In May of 2019, I had a cyst develop in my mouth under my tongue. A ranula had developed and I ended up having to get surgery to have my entire right salivary gland removed. It took a little over a month to fully get my speech back to the way it was, and you can imagine how hard that was given the fact that I speak for a living.
Starting in March of 2020, I noticed that my voice wasn't functioning as properly as it usually does. I started sounding hoarse and there were days where I couldn't speak above a whisper. It hurt so much just to say a few sentences let alone try to project my voice to talk to my listeners every single night. I drank all the tea in the world, sucked on a bunch of throat lozenges, and even stopped hanging out with my friends to try to preserve my voice. After 6 months of dealing with vocal problems, I finally saw an ENT and found out I had damaged my vocal cords and needed to go on complete vocal rest for two weeks. Again, you can imagine how hard that was given the fact that I speak for a living.
I had been on anti-depressants since January of 2020. My world came crashing down when my best friend/college roommate got killed in a car accident on July 4th 2019. After that I became hollow. I became mean. I became an entirely different person. As a result I lost all of my college best friends and was left with no one. I moved back home to quarantine with my family during the coronavirus pandemic because I was scared to be by myself during such uncertain times. I already hated life, hated myself and everyone around me. I didn't want to start hating my job. So I packed my things, moved back to Maryland for two months, and broadcasted my show out of my childhood bedroom closet. October of 2020, I felt like I was okay enough to get off the medicine. I quit the pills and had the worst side effects of my entire life. For an entire month and a half I suffered severe withdrawals that landed me in the ER twice. Throwing up, brain zaps, passing out, everything you hear about in the movies...I experienced it all. There were days I couldn't even speak without throwing up. Once again, you can imagine how hard that was given the fact that I speak for a living.

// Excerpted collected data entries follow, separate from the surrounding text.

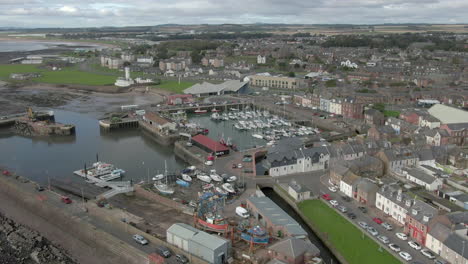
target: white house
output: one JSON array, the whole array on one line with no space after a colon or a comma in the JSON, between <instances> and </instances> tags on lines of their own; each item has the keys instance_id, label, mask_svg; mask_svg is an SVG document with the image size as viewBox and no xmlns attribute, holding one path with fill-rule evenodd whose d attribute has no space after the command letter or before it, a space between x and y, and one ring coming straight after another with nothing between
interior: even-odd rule
<instances>
[{"instance_id":1,"label":"white house","mask_svg":"<svg viewBox=\"0 0 468 264\"><path fill-rule=\"evenodd\" d=\"M341 115L341 112L342 112L341 100L339 99L330 100L330 113Z\"/></svg>"},{"instance_id":2,"label":"white house","mask_svg":"<svg viewBox=\"0 0 468 264\"><path fill-rule=\"evenodd\" d=\"M395 189L392 186L384 185L377 191L375 206L391 216L401 225L405 224L408 209L412 205L411 199L403 194L402 189Z\"/></svg>"},{"instance_id":3,"label":"white house","mask_svg":"<svg viewBox=\"0 0 468 264\"><path fill-rule=\"evenodd\" d=\"M269 175L283 175L327 169L330 153L326 147L299 148L267 154L266 167Z\"/></svg>"},{"instance_id":4,"label":"white house","mask_svg":"<svg viewBox=\"0 0 468 264\"><path fill-rule=\"evenodd\" d=\"M341 66L342 67L353 68L353 69L358 68L358 65L356 63L354 63L354 62L351 62L350 60L342 61Z\"/></svg>"},{"instance_id":5,"label":"white house","mask_svg":"<svg viewBox=\"0 0 468 264\"><path fill-rule=\"evenodd\" d=\"M420 168L403 168L403 175L407 180L423 186L428 191L435 191L442 187L442 179L432 176Z\"/></svg>"},{"instance_id":6,"label":"white house","mask_svg":"<svg viewBox=\"0 0 468 264\"><path fill-rule=\"evenodd\" d=\"M421 115L419 116L419 127L427 127L429 129L434 129L440 127L439 119L431 115Z\"/></svg>"},{"instance_id":7,"label":"white house","mask_svg":"<svg viewBox=\"0 0 468 264\"><path fill-rule=\"evenodd\" d=\"M288 193L291 197L294 198L296 202L304 201L310 199L310 189L297 183L296 181L291 181L288 185Z\"/></svg>"},{"instance_id":8,"label":"white house","mask_svg":"<svg viewBox=\"0 0 468 264\"><path fill-rule=\"evenodd\" d=\"M257 64L265 64L265 63L266 63L266 56L258 55Z\"/></svg>"},{"instance_id":9,"label":"white house","mask_svg":"<svg viewBox=\"0 0 468 264\"><path fill-rule=\"evenodd\" d=\"M354 198L355 192L357 191L356 184L359 182L360 178L361 177L348 170L340 181L340 191L346 196Z\"/></svg>"}]
</instances>

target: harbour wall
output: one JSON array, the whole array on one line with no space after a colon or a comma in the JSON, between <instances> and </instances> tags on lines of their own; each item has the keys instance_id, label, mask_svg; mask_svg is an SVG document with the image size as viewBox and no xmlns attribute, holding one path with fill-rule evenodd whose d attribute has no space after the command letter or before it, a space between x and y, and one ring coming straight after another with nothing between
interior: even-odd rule
<instances>
[{"instance_id":1,"label":"harbour wall","mask_svg":"<svg viewBox=\"0 0 468 264\"><path fill-rule=\"evenodd\" d=\"M181 141L177 141L174 143L174 155L176 155L183 161L189 164L193 164L195 166L200 166L204 162L204 157L200 157L190 152L187 148L185 148L184 142Z\"/></svg>"},{"instance_id":2,"label":"harbour wall","mask_svg":"<svg viewBox=\"0 0 468 264\"><path fill-rule=\"evenodd\" d=\"M179 202L176 202L176 201L174 201L172 199L161 196L161 195L159 195L157 193L147 191L141 185L135 184L133 188L134 188L134 191L135 191L135 196L137 196L137 197L141 197L141 198L150 200L150 201L155 202L155 203L164 204L164 205L166 205L168 207L179 210L179 211L181 211L181 212L183 212L185 214L188 214L190 216L192 216L193 213L194 213L194 210L193 210L192 207L185 206L185 205L183 205L183 204L181 204Z\"/></svg>"},{"instance_id":3,"label":"harbour wall","mask_svg":"<svg viewBox=\"0 0 468 264\"><path fill-rule=\"evenodd\" d=\"M22 225L62 246L80 263L149 263L143 252L122 243L65 210L25 191L31 182L13 176L0 176L0 211ZM23 187L23 188L22 188ZM31 186L29 186L31 187Z\"/></svg>"},{"instance_id":4,"label":"harbour wall","mask_svg":"<svg viewBox=\"0 0 468 264\"><path fill-rule=\"evenodd\" d=\"M139 121L138 123L142 131L147 133L151 139L160 145L170 146L179 138L178 135L162 135L143 121Z\"/></svg>"}]
</instances>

A month prior to that I had went to see my doctor because I was rapidly losing weight and couldn't gain any no matter how hard I tried. She did routine blood work and found that my white blood cell count was extremely low. She sent me to a hematologist to see if I had some type of blood disorder like hemophilia, leukemia, lymphoma and sickle-cell anemia. Negative. My hematologist told me that I had the antibodies for potential Lupus and sent me to a rheumatologist. After so many test and exams, I was officially diagnosed with Lupus at the end of October 2020. And most of the sickness I had been experiencing up until that point was most likely a result of it.

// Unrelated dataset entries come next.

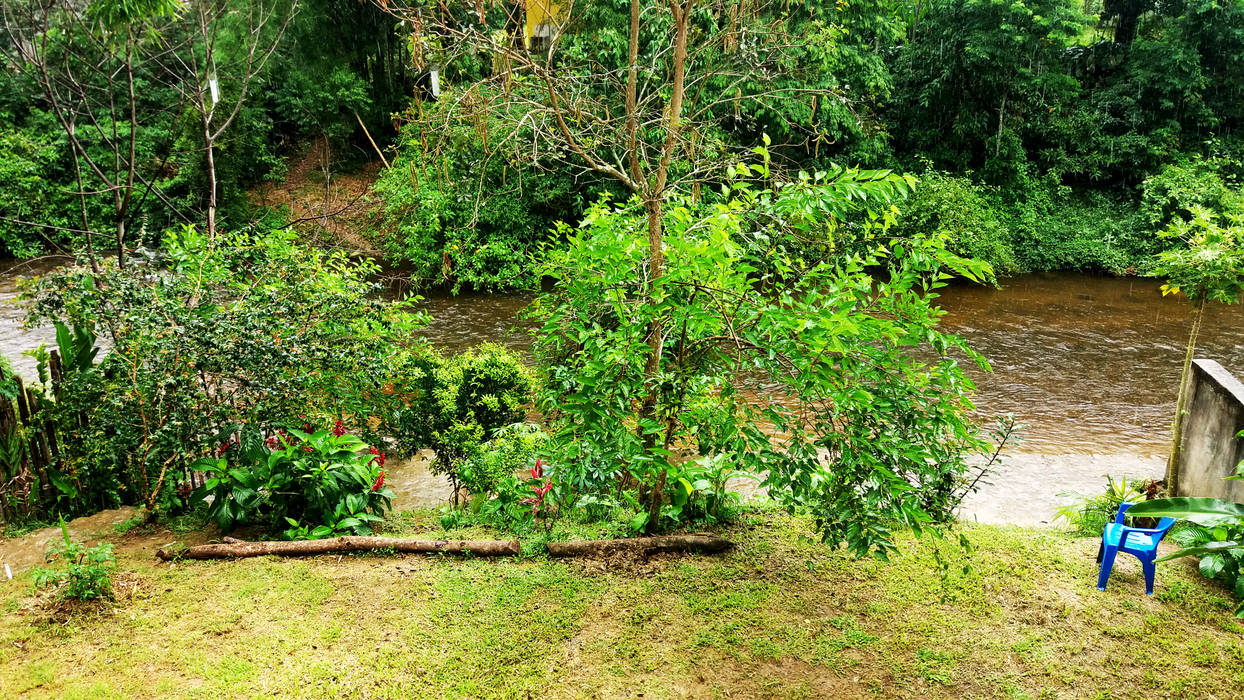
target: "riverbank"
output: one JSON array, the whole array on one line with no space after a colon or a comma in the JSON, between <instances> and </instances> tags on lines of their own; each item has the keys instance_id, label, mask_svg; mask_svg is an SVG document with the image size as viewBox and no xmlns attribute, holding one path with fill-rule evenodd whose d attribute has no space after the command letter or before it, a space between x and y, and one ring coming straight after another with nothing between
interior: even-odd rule
<instances>
[{"instance_id":1,"label":"riverbank","mask_svg":"<svg viewBox=\"0 0 1244 700\"><path fill-rule=\"evenodd\" d=\"M424 513L399 534L440 533ZM1182 563L1157 594L1096 542L969 526L855 560L754 511L737 550L647 560L343 556L160 564L113 535L118 599L65 608L0 583L0 687L22 697L1229 697L1244 627ZM478 536L477 530L438 537Z\"/></svg>"}]
</instances>

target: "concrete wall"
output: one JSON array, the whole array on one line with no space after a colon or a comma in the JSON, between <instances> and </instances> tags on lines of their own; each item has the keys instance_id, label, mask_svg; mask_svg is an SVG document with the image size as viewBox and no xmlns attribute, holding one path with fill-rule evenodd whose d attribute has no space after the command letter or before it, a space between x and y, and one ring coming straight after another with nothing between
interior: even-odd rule
<instances>
[{"instance_id":1,"label":"concrete wall","mask_svg":"<svg viewBox=\"0 0 1244 700\"><path fill-rule=\"evenodd\" d=\"M1244 384L1213 360L1193 360L1179 459L1178 496L1244 501L1244 481L1224 481L1244 459Z\"/></svg>"}]
</instances>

I often ask God why all this is happening to me. I'm still at the beginning of my career and all these sickness are attacking the very skills I need to do my job efficiently. It's been a lot to process and I'm still trying to find my way around my new "normal." But I'll tell you what, I'm determined to not let this take me out.
Yes I have to take hydroxychloroquine every single day. Yes I have to limit the amount of hours I'm in the sun or I'll break out in rashes all over my body that will send me to urgent care. Yes I may have fertility issues when trying to get pregnant one day. Yes, I can't hang out with my friends as much because my doctor says I'll have vocal issues the rest of my career and I need to keep my talking to a minimum. Yes my life is going to look a lot different. But I'm not going to die. And just that simple fact is enough to keep me going.
I have so much I want to do. There are so many places I want to see. I want to get married, have kids and grow old. So I'm not going to let this disease define me. I used to say "Why me?" I used to cry in bed every single night begging god to take my pain away. But I've since changed my perspective and now say "Why not me?"
Maybe my experience can be used to help the next girl who has such big dreams but is being burdened by the weight of the world and a sickness that is beyond her control. Maybe if she sees that I did, it'll show her she can.
May is Lupus Awareness Month and I hope you'll take the time to educate yourself on this disease. It could save a life.